しかし出てきた答えは、やはり今の大和田拓海は以前の自分…大和田拓海だった頃の自分とは、何処か違うということだった。
「正確には、使えるようになったって言い方が正しい。」
「…以前は、使えなかったみたいな言い回しだな…まあ、その辺は別にどちらでも構わない。…で、どうなんだ?」
確かに大和田拓海の言う通り、超能力なんてものを元々信じていなかった人間からしたら、どちらでもいい事ではあるのかも知れない。

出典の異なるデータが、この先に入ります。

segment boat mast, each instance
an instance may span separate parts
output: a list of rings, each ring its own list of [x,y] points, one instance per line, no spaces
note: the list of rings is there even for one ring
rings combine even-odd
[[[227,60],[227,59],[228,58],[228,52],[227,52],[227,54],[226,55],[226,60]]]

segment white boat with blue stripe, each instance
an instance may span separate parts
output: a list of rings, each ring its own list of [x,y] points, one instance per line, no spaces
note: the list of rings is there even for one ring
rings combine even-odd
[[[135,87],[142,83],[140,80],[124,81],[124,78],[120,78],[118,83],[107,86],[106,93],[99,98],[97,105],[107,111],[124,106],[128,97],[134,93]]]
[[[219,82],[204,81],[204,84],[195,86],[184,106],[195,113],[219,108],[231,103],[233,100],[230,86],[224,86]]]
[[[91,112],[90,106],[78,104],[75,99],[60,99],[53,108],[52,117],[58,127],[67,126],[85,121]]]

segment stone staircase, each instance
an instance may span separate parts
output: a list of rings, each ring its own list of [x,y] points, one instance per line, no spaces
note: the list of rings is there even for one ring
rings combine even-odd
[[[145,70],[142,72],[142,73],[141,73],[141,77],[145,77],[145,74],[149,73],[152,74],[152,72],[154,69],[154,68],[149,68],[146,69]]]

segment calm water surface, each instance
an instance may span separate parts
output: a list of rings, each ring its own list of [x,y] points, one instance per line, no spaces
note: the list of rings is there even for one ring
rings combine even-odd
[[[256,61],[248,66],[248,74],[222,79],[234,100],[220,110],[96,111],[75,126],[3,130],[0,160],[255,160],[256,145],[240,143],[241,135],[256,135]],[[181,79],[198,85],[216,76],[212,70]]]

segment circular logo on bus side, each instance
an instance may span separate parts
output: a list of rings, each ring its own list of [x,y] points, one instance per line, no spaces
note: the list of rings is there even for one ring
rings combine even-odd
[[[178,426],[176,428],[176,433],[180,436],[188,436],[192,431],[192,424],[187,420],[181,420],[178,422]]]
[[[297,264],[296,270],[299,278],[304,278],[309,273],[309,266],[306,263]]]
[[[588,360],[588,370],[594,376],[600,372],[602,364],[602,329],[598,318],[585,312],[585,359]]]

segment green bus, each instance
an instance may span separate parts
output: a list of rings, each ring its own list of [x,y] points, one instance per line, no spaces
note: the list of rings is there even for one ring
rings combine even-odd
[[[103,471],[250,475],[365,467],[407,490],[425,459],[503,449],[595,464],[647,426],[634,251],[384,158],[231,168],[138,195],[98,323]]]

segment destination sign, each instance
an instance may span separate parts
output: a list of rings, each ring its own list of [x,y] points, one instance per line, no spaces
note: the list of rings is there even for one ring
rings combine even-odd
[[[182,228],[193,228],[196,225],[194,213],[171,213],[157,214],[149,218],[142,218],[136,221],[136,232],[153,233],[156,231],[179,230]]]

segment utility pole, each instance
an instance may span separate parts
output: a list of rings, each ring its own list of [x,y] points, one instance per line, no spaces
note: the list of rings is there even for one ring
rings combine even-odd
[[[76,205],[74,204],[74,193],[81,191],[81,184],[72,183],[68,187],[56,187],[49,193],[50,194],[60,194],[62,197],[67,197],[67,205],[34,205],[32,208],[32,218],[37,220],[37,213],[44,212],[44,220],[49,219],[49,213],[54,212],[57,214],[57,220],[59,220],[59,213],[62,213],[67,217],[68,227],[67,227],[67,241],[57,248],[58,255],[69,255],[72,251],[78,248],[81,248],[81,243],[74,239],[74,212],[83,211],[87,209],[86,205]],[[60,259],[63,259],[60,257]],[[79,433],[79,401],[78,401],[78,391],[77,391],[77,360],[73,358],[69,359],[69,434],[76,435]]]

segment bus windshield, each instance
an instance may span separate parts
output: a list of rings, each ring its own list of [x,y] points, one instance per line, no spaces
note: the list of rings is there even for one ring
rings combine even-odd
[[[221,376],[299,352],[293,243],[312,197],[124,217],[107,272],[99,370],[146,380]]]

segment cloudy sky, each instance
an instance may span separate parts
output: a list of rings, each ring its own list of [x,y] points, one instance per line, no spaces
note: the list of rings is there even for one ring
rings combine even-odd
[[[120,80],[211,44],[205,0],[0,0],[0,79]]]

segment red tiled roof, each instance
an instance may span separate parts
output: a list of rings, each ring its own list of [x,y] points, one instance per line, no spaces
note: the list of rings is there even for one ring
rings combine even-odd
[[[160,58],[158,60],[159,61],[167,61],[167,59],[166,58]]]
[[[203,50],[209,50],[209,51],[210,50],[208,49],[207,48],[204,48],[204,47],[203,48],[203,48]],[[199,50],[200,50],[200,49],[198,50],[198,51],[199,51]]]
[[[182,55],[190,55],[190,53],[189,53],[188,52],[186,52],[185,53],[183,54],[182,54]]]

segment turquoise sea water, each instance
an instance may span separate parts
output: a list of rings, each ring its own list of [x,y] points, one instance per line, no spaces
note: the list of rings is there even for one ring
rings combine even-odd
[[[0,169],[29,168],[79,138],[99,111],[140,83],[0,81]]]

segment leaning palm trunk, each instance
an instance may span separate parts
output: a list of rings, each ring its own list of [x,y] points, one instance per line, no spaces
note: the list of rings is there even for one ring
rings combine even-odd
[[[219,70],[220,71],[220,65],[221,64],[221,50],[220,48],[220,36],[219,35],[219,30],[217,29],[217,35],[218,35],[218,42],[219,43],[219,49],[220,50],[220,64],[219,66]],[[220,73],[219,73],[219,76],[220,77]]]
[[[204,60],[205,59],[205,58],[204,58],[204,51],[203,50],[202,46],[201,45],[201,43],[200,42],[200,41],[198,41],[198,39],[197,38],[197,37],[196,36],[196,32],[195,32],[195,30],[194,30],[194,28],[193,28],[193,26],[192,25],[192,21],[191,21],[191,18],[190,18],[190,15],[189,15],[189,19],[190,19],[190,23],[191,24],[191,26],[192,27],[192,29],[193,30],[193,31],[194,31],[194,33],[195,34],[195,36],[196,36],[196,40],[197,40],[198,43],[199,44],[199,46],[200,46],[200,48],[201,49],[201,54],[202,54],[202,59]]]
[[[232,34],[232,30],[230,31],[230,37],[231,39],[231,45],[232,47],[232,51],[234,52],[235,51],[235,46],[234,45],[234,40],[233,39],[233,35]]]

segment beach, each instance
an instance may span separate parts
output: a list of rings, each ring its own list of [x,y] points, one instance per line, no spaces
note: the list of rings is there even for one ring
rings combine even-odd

以前は使えなかろうがどうだろうが、現在使えるのか、使えないのか…ただ、それだけが知れれば良いだけなのだから。
「お待たせしましたー。 ごゆっくりどうぞ。」
会話を遮るような形でやってきた店員から、カタン…と置かれたアイスコーヒーを、手に取ろうとして拓美は何故かその手を止めた。
その手とアイスコーヒーまでの距離は、およそ15センチといったところである。
「?…どうした? 飲まないのか?」
何故手を止めるのか、疑問に思った大和田拓海は質問する。
「飲むさ…」
すると、周囲で誰も見てないのを確認してから拓美がそう言った直後、彼女の手にアイスコーヒーの入ったコップは吸い寄せられていった。
「な!?」
驚きと共に、少し大きめの声をだした大和田拓海に対し、藤代拓美はコップを持ったその状態で、説明するように話しだした。
「このように…自身の目が届く範囲内の物体であれば、動かせることが出来る。…それは動かそうとする物体が大きければ大きいほど、念じる力は大きく必要になるし…逆に小さければ念じる力は少なくてすむ。 ただし、水のような液体等は動かす事は出来ないし、風などの目に見えないものも無理だ。」
病院を退院してから、復学まで少し時間のあった拓美は、自身の能力の検証に努めた。
初めの実験は、身の回りの小さいものから動かしていって、それから叙々に動かすものを大きくしていくというもので、最終的に父親の車をあの時のように動かせるのか、こっそり浮かせてみたところ、軽い頭痛がはしる結果となった。
そしてそんな調子の悪そうなところを両親に見つかり、心配をかけることになってしまった為に、その実験は中止となってしまった。
しかしその後、ならばと様々な検証を行った結果、そのような事が分かったのである。
「なるほどな…じゃあ、あの時の車はやっぱり藤代が動かしたって事なのか?」
事件があった時の、宙に浮いて犯人に突っ込んだワゴン車を思い浮かべて大和田拓海は聞く。
「まあ、そうなる。 それと……」
「それと?」
拓海はあの時自分を助けに来てくれた大和田拓海が、自転車で追い付けたのも、自分の力であると言いかけたが止めることにした。
「な、なんでもない!」
「はぁ!?」
何故ならそれは、折角助けに来てくれた彼に申し訳が無いような…彼の努力を無しにするような気がしたからだった……。
●
「ただいま。」
「お帰りなさい」
「おかえり、お兄ちゃん!」
あの後、結局言いかけた話はなんだったのか教えてくれなかった藤代拓美と別れ、大和田拓海は自身の家へと着いた。
玄関を開ければ、あの日以来、以前のように少しずつであるが話すようになった母親と、相も変わらず元気いっぱいでこちらに向かってくる妹の姿が見える。
「ただいま、沙弥。」
そう言って、妹の頭に手を置く拓海はやはり以前の大和田拓海とは、少し違うのかも知れない。
そこで、ふと立ち止まった拓海は、今日あった出来事から妹に質問を投げ掛けた。
「…そういえば沙弥…超能力って信じるか?」
それは単に、自分以外の人間に聞いてみたかっただけで、答えなんて別にどっちでも良かったのかも知れない。
「信じるよ! 当たり前じゃん!」
しかし、そう返ってきた答えに拓海はフッと笑い、ただ一言こう答えるのだった。
「そうか…。」
そしてそれは、大和田拓海が久しぶりに家族の前で見せた笑顔であり、それを見た母親をまたも、少しだけ泣かせてしまうのだった…。